Navigating an Unprecedented Election Season
This is part of a series of SBS Comms Briefing Notes about the 2024 U.S. election
To say this will be an election like no other is at once an understatement and an exaggeration. It’s an understatement because the U.S. is increasingly polarized and the presumptive candidates have a vitriolic relationship, making this the most contentious campaign in memory. It’s an exaggeration, however, because November 5 is a rematch between politicians who have spent decades in the public eye and years in the White House, and many of the patterns we witnessed in 2020 will repeat themselves.
For Corporate America, this contradiction can prove confusing, and these complexities muddle efforts to navigate the election season and forecast the kind of White House policies and priorities that will impact their businesses. This also places the onus on Public Affairs and Public Relations teams to prepare executives for what’s to come, in terms of anticipating policy and coaching them on how to react — and not overreact — to the coming campaign season.
Knee-Jerk Reactions
Knee-jerk reactions to proposed economic and business policies are always dangerous during election cycles, and more so now that polling shows the country split nearly 50:50. Criticize one candidate’s views on budget policy or tariffs and you run the risk of alienating half the country – not to mention a good chunk of your customer base.
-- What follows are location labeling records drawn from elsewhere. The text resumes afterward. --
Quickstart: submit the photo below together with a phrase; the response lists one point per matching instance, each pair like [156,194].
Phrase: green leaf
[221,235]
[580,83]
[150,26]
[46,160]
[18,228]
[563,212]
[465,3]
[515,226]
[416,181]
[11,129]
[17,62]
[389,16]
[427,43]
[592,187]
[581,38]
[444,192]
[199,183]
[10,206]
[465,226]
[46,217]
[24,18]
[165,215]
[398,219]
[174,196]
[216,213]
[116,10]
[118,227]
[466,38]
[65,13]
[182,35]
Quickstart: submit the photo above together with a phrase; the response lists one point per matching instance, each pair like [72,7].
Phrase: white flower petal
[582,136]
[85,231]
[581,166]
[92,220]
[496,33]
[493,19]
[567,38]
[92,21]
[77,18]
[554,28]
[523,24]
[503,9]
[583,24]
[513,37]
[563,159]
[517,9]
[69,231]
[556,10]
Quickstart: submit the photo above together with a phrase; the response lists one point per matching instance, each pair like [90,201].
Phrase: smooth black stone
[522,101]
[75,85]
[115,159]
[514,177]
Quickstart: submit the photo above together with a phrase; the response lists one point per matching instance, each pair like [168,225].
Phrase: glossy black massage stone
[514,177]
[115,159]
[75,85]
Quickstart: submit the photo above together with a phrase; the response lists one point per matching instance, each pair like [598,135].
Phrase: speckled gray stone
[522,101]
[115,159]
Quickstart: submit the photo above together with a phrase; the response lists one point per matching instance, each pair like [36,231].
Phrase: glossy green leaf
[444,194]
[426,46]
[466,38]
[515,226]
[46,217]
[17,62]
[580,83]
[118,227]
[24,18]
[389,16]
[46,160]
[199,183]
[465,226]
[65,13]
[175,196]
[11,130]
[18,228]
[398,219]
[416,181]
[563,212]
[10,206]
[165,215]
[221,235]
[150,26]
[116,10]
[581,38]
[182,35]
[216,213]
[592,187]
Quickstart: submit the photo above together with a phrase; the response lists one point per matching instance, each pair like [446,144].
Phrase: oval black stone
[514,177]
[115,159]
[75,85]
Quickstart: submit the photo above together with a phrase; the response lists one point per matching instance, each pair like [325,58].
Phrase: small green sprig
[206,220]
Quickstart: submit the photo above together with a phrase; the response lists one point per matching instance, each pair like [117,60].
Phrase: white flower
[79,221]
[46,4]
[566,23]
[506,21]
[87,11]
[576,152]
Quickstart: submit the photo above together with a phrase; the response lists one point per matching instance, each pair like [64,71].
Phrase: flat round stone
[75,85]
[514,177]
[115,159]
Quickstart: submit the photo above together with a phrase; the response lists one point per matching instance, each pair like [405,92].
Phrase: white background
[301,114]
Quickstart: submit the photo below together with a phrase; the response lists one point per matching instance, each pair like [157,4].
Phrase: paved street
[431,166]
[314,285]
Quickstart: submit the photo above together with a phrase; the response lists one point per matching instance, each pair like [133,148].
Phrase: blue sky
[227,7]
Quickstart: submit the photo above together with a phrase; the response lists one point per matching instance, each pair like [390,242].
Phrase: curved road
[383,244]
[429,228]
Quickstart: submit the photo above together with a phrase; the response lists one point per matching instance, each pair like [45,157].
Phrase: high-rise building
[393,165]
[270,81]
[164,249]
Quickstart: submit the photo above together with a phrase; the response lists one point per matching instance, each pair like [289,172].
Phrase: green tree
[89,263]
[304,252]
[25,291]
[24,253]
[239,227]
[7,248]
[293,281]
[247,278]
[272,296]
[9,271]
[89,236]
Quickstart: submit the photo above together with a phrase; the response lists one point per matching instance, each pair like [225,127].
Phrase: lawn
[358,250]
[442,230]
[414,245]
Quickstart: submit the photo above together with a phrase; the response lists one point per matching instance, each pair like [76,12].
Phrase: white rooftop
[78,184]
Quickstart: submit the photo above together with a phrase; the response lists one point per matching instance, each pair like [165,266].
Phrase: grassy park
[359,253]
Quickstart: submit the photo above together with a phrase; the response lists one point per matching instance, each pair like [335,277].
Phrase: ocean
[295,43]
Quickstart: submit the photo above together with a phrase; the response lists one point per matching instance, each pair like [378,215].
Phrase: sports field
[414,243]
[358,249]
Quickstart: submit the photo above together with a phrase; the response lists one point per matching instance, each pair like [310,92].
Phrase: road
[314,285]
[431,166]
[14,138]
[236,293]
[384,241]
Further, it will prove all too easy in 2024 to confuse campaign rhetoric for actual policy, considering the mounting pressure on both candidates to stand out and differentiate themselves. It may seem counterintuitive, but there’s very little daylight on many of their key economic and business policies. Consider just a few examples:
Both sides are focused on revitalizing manufacturing, and tout their ability to bring blue collar jobs back to the United States. Their positions are so similar here that it’s hard to imagine Trump spending political capital to roll back Biden’s CHIPS Act and halt construction of semiconductor fabs.
On a related note, the two candidates advocate wielding economic statecraft to challenge Beijing. Biden upheld Trump’s tariffs on Chinese imports, and both stepped up efforts to block exports of chips and other strategic technology to the Asian country.
The two sides are big believers in deficit spending, and respectively hit record expenditures during their administrations.
Tariffs and TikTok
As a result, the two candidates are likely to exaggerate areas where policy differences do exist, and businesses would be wise to view such bluster with skepticism. It’s worth asking: Will Trump make good on plans to hike tariffs to 60% on Chinese imports, or scrap a cornerstone of economic policy and challenge the Federal Reserve's independence? Business groups in industries ranging from tech to retail would howl over the tariffs, as would inflation hawks in his party who value the central bank’s autonomy. It’s questionable at best whether he would carry out these policies
And it’s not just the Republicans who say one thing and possibly mean another. Take Biden’s swift approval of legislation to force the sale of TikTok, which by many accounts will result in its closure in the U.S. If the Biden camp is so concerned about TikTok’s threat to our privacy and security, why is it still campaigning on the platform? Answers to that question suggest the law may have more to do with sending a message on China, or standing apart from Trump, who (now) supports the platform.
Either way, what’s clear is that campaign rhetoric may be little more than rhetoric in 2024, and it will be impossible to predict policy until we have a better sense of who’s in charge in Congress, and who the next president picks for his Cabinet and advisors. Those decisions will do far more to shape policy than pronouncements made in the heat of the campaign.
Cool Heads, Hot Air
Until then, businesses would be wise to gauge their response to policy pledges with care.
That doesn’t mean sticking their heads in the sand and waiting for November to pass; businesses should thoughtfully consider how their products and services play into the hot button topics of 2024, and engage in thoughtful discussion. And in some cases it may be the right thing for CEOs to speak up about policy, especially on social issues that are important to their customers and employees.
But in a contentious election season, businesses shouldn’t treat every policy pronouncement as gospel and publicly respond. Only cool heads will prevail in an environment full of hot air, and smart Public Affairs and Public Relations teams that can gauge public sentiment and political reality will come out ahead in 2025.